Our relationship with Fabio goes back to a time even before his brands and before we started doing stuff with Our Culture – goes back to a time before social media and even before FoundNYC haha. We met Fabio at the days of the Casual Exiles forum. Fabio carries that old Italian eye for detail when it comes to textiles. His visions live in a place that we like and admire – film, futurism mixed with vintage, new fabrics, new ways of looking at the autonomy of a piece of clothing. I think a man like Massimo Osti would look at Fabio and feel… here is a man carrying on the torch, just the way I would have wanted it to be carried.

The Our Culture Nemen jacket was the first collaboration Fabio ever did with Nemen. With the Northlander we spent months and months creating the camouflage back home in Stockholm. Not only the actual pattern… but what it would represent and what life it would live on it’s own. Fabio started working on the frame and what kind of pieces it would work the best with.

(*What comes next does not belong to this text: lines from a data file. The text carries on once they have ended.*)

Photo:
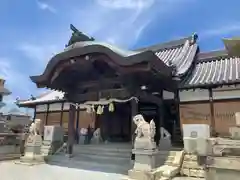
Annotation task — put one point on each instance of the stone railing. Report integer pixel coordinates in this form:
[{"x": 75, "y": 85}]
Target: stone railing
[{"x": 10, "y": 143}]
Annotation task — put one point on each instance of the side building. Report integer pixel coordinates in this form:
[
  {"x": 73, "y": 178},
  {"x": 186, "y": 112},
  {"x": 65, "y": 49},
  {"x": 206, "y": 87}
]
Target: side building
[{"x": 54, "y": 110}]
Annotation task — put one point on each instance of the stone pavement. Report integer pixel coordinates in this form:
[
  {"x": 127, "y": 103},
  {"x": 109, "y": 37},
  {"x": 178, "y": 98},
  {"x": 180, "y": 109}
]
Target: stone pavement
[{"x": 11, "y": 171}]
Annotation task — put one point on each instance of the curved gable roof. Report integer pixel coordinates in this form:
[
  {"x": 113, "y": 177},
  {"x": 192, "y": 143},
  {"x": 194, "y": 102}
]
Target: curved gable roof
[{"x": 213, "y": 68}]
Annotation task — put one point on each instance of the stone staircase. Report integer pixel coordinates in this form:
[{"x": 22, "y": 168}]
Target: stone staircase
[
  {"x": 192, "y": 168},
  {"x": 46, "y": 148},
  {"x": 103, "y": 157},
  {"x": 168, "y": 163},
  {"x": 177, "y": 137}
]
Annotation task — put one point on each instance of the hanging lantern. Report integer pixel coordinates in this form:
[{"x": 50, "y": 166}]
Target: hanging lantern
[
  {"x": 89, "y": 110},
  {"x": 100, "y": 109},
  {"x": 111, "y": 107},
  {"x": 93, "y": 108}
]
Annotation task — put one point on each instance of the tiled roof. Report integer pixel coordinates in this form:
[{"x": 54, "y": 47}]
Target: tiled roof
[
  {"x": 179, "y": 53},
  {"x": 214, "y": 68},
  {"x": 46, "y": 97}
]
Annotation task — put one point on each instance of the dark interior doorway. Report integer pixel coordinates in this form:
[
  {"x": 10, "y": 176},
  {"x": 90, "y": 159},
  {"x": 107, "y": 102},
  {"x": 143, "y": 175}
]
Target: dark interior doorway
[{"x": 115, "y": 126}]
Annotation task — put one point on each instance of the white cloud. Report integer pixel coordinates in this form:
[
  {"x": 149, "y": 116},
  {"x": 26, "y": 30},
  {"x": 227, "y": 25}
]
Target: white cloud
[
  {"x": 15, "y": 80},
  {"x": 126, "y": 4},
  {"x": 46, "y": 7},
  {"x": 122, "y": 22},
  {"x": 221, "y": 30},
  {"x": 39, "y": 52}
]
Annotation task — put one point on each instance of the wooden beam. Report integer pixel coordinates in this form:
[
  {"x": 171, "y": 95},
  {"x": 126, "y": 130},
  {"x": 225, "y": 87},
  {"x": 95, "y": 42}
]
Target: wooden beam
[
  {"x": 212, "y": 117},
  {"x": 96, "y": 96}
]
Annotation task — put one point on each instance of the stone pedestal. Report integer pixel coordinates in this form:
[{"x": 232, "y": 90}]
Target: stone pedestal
[
  {"x": 145, "y": 163},
  {"x": 53, "y": 140},
  {"x": 145, "y": 160},
  {"x": 32, "y": 153}
]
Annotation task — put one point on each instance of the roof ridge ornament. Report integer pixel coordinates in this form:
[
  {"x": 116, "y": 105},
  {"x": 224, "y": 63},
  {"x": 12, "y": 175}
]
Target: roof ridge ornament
[
  {"x": 78, "y": 36},
  {"x": 194, "y": 38}
]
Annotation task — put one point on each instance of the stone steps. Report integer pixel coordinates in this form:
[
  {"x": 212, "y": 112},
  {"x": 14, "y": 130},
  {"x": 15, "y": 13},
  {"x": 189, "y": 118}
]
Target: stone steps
[
  {"x": 191, "y": 168},
  {"x": 104, "y": 152},
  {"x": 8, "y": 157},
  {"x": 74, "y": 162}
]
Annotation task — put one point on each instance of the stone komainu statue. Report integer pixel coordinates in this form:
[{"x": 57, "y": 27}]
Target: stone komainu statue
[
  {"x": 36, "y": 127},
  {"x": 145, "y": 133}
]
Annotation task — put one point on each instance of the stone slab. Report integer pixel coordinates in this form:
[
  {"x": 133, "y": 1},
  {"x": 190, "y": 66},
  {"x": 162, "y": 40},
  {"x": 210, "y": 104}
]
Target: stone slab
[
  {"x": 145, "y": 160},
  {"x": 141, "y": 175}
]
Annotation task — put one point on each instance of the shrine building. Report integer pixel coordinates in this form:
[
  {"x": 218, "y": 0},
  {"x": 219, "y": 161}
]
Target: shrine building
[{"x": 100, "y": 85}]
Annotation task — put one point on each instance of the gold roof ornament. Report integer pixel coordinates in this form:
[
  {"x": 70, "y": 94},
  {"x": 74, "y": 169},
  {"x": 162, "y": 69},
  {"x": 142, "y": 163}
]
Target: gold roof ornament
[
  {"x": 111, "y": 107},
  {"x": 232, "y": 46}
]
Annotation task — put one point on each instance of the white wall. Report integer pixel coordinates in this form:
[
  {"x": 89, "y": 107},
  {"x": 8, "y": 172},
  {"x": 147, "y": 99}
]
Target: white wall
[
  {"x": 225, "y": 92},
  {"x": 41, "y": 108}
]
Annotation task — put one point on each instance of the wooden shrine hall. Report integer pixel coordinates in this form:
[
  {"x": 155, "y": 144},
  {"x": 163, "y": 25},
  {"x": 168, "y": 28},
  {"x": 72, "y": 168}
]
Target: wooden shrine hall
[{"x": 88, "y": 70}]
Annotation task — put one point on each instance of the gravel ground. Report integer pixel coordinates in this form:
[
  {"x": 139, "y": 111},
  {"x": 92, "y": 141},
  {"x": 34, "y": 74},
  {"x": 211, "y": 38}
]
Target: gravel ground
[{"x": 11, "y": 171}]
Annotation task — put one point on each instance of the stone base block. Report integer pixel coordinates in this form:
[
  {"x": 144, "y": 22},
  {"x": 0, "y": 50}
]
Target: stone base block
[
  {"x": 145, "y": 160},
  {"x": 31, "y": 160},
  {"x": 141, "y": 175}
]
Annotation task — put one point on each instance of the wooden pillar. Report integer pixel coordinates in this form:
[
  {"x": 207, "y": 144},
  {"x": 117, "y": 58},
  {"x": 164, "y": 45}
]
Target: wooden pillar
[
  {"x": 160, "y": 116},
  {"x": 134, "y": 112},
  {"x": 71, "y": 119},
  {"x": 177, "y": 103},
  {"x": 46, "y": 122},
  {"x": 61, "y": 115},
  {"x": 212, "y": 117},
  {"x": 34, "y": 115}
]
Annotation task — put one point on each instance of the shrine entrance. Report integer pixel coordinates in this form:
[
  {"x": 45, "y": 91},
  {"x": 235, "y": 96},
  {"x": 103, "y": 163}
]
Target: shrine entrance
[
  {"x": 90, "y": 71},
  {"x": 116, "y": 126}
]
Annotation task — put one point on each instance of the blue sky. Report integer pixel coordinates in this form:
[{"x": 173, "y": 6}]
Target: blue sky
[{"x": 34, "y": 30}]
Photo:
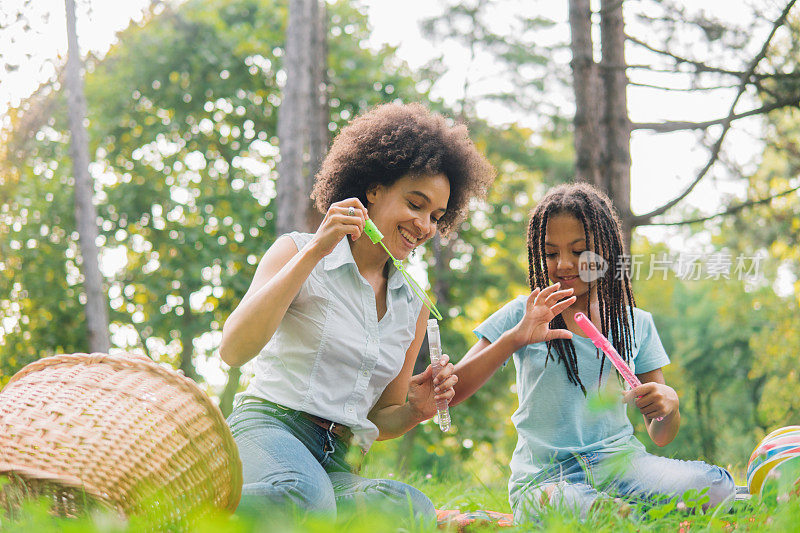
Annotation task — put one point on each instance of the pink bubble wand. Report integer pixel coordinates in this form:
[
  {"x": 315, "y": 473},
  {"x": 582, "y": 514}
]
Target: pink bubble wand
[{"x": 599, "y": 340}]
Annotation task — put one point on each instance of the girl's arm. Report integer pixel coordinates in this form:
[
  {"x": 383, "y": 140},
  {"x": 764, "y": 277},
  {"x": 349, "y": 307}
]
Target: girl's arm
[
  {"x": 408, "y": 400},
  {"x": 656, "y": 399},
  {"x": 484, "y": 358},
  {"x": 278, "y": 278}
]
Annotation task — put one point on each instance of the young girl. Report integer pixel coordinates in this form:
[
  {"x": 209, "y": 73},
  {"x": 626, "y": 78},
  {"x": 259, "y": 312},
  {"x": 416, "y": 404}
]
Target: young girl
[
  {"x": 335, "y": 327},
  {"x": 569, "y": 451}
]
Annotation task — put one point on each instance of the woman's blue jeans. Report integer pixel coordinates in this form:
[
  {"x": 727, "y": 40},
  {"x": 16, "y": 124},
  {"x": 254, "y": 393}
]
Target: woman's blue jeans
[
  {"x": 290, "y": 462},
  {"x": 635, "y": 476}
]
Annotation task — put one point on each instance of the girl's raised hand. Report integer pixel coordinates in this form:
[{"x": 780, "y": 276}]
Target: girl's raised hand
[
  {"x": 541, "y": 308},
  {"x": 654, "y": 400},
  {"x": 342, "y": 218}
]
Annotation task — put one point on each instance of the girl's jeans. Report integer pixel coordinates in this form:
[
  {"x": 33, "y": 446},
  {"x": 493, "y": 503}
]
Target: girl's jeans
[
  {"x": 635, "y": 476},
  {"x": 288, "y": 461}
]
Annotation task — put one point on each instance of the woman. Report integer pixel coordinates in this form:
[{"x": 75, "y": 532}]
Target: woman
[{"x": 335, "y": 326}]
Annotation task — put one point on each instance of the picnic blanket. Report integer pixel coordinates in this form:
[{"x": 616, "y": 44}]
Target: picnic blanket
[{"x": 454, "y": 518}]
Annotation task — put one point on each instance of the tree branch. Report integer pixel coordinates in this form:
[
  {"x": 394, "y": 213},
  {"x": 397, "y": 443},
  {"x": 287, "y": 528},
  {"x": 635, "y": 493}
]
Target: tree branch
[
  {"x": 681, "y": 89},
  {"x": 679, "y": 125},
  {"x": 698, "y": 65},
  {"x": 726, "y": 124},
  {"x": 729, "y": 211}
]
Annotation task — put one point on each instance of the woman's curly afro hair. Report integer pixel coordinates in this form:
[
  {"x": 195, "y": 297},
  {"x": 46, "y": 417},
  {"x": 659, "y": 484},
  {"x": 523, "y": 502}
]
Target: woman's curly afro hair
[{"x": 395, "y": 140}]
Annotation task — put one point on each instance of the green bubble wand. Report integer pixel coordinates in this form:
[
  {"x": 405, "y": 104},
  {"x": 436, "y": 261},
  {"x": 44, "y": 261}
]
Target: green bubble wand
[
  {"x": 434, "y": 342},
  {"x": 376, "y": 237}
]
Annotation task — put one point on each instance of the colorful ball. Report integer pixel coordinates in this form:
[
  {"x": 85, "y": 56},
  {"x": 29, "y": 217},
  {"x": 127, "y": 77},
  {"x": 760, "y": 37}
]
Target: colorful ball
[{"x": 780, "y": 447}]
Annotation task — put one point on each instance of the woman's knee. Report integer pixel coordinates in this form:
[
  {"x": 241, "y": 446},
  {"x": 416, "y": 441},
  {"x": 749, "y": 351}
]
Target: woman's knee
[
  {"x": 291, "y": 489},
  {"x": 406, "y": 497}
]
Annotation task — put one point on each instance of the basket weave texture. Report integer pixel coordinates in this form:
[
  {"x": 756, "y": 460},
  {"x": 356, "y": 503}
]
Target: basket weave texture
[{"x": 119, "y": 431}]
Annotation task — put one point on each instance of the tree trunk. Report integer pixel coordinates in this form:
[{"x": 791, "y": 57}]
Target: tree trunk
[
  {"x": 187, "y": 335},
  {"x": 616, "y": 164},
  {"x": 301, "y": 115},
  {"x": 85, "y": 213},
  {"x": 589, "y": 140}
]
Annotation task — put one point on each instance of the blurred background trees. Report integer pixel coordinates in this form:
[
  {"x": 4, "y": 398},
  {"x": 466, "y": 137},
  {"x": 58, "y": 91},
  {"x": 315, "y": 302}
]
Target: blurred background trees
[{"x": 189, "y": 157}]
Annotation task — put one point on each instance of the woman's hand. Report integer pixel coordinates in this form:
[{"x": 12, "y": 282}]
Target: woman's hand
[
  {"x": 424, "y": 391},
  {"x": 343, "y": 218},
  {"x": 540, "y": 309},
  {"x": 654, "y": 400}
]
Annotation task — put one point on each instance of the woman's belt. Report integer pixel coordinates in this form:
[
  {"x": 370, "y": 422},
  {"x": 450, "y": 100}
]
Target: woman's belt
[{"x": 343, "y": 432}]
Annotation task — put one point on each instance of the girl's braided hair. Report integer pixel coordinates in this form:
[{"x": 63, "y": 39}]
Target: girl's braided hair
[{"x": 602, "y": 231}]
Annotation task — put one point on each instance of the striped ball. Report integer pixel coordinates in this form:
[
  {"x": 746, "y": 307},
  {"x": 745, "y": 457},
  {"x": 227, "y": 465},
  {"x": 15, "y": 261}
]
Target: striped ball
[{"x": 775, "y": 451}]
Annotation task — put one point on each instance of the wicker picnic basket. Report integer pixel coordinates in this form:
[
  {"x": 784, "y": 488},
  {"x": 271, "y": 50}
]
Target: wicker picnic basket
[{"x": 118, "y": 431}]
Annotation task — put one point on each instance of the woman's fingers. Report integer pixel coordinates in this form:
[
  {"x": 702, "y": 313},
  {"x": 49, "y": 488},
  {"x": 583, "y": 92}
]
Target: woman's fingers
[
  {"x": 558, "y": 295},
  {"x": 446, "y": 387},
  {"x": 559, "y": 334}
]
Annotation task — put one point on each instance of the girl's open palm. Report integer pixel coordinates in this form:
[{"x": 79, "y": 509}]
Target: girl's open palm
[{"x": 540, "y": 309}]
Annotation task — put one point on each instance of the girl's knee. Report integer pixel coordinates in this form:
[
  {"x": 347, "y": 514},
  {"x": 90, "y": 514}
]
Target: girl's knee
[{"x": 721, "y": 487}]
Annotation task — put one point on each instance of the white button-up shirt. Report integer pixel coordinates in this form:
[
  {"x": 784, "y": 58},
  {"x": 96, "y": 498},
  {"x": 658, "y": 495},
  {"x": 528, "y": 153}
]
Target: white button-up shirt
[{"x": 331, "y": 356}]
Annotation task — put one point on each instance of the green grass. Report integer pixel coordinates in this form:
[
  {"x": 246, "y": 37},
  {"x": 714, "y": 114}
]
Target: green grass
[{"x": 465, "y": 492}]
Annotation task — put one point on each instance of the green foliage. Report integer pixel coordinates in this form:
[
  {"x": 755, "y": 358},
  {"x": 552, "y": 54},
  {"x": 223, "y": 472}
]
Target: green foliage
[
  {"x": 773, "y": 512},
  {"x": 182, "y": 118}
]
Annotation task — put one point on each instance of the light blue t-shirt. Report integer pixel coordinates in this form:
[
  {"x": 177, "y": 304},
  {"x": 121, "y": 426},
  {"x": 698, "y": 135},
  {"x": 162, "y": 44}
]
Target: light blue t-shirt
[{"x": 554, "y": 419}]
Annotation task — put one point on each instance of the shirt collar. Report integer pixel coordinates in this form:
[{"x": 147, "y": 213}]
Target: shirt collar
[{"x": 343, "y": 255}]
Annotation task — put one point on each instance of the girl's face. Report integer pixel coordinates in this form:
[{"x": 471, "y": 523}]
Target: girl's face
[
  {"x": 564, "y": 242},
  {"x": 408, "y": 210}
]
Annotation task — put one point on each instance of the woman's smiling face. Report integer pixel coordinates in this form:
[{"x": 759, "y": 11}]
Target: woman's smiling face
[{"x": 407, "y": 211}]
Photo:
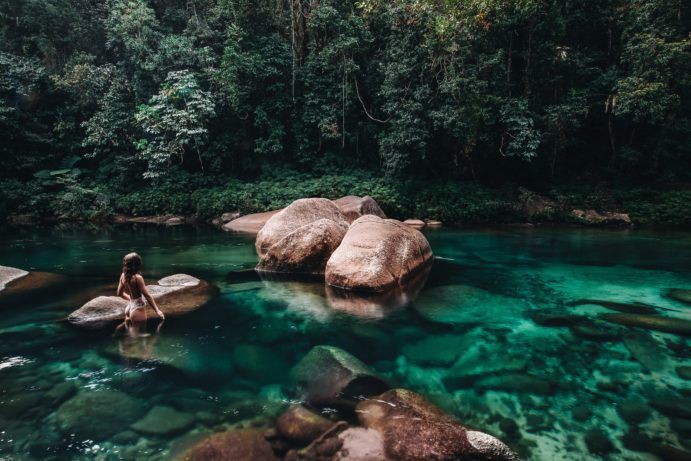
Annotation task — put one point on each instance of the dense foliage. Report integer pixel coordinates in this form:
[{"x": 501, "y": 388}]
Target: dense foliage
[{"x": 110, "y": 100}]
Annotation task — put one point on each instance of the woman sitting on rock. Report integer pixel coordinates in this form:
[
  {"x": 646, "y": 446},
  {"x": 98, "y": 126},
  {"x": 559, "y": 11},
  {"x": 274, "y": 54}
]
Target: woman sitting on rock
[{"x": 133, "y": 289}]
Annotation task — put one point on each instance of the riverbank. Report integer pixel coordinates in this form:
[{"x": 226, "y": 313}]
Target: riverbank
[{"x": 451, "y": 202}]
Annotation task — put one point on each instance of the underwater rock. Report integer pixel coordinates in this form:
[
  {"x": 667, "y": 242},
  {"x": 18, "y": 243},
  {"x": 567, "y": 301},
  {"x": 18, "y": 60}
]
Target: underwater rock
[
  {"x": 330, "y": 375},
  {"x": 235, "y": 444},
  {"x": 15, "y": 281},
  {"x": 305, "y": 250},
  {"x": 360, "y": 444},
  {"x": 353, "y": 207},
  {"x": 175, "y": 295},
  {"x": 633, "y": 412},
  {"x": 647, "y": 351},
  {"x": 299, "y": 213},
  {"x": 553, "y": 319},
  {"x": 629, "y": 308},
  {"x": 672, "y": 325},
  {"x": 516, "y": 382},
  {"x": 594, "y": 330},
  {"x": 302, "y": 425},
  {"x": 464, "y": 304},
  {"x": 259, "y": 363},
  {"x": 598, "y": 443},
  {"x": 684, "y": 372},
  {"x": 249, "y": 224},
  {"x": 97, "y": 414},
  {"x": 413, "y": 429},
  {"x": 672, "y": 406},
  {"x": 163, "y": 420},
  {"x": 376, "y": 255},
  {"x": 439, "y": 350},
  {"x": 680, "y": 294}
]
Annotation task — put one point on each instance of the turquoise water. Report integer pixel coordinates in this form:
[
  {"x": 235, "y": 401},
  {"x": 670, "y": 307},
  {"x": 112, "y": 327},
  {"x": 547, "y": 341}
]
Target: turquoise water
[{"x": 498, "y": 336}]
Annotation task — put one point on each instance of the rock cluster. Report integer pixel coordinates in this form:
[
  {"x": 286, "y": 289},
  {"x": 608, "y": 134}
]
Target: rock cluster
[
  {"x": 386, "y": 424},
  {"x": 349, "y": 241},
  {"x": 175, "y": 295}
]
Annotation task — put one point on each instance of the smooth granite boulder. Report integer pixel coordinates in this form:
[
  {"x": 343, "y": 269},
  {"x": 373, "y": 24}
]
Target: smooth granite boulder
[
  {"x": 249, "y": 224},
  {"x": 297, "y": 214},
  {"x": 354, "y": 207},
  {"x": 329, "y": 375},
  {"x": 412, "y": 429},
  {"x": 305, "y": 250},
  {"x": 377, "y": 255},
  {"x": 235, "y": 445},
  {"x": 175, "y": 295}
]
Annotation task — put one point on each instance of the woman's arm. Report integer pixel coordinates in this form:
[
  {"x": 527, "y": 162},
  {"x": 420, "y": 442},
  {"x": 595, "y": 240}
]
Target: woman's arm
[
  {"x": 121, "y": 288},
  {"x": 149, "y": 298}
]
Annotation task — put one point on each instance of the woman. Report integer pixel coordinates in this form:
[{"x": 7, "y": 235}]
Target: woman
[{"x": 133, "y": 289}]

It landed in the first Northlander, the heavy overshirt, and the bag. Came out absolutely fantastic.

What can we expect from you guys in the future. Is there still a wishlist of things you want to do and create?

Great question. There is still loads and loads. Right here and now we are once again moving towards colder months. Some quality warm hats would be an interesting world to dig into… We did hats made in Gotland in 2007 or 2008 but they were super limited. There is plenty to do in that field that has not been touched. With the amount of traveling that we do within Our Culture, both private and in work… there is a lot to do as for bags and accessories. As long as there is purpose that resonate with us the spark will be lit. It does not have to make the world spin… like it says in our manifest:

This is style with function because design plain and simple serves no purpose.

Thank you a lot for your time and the interview.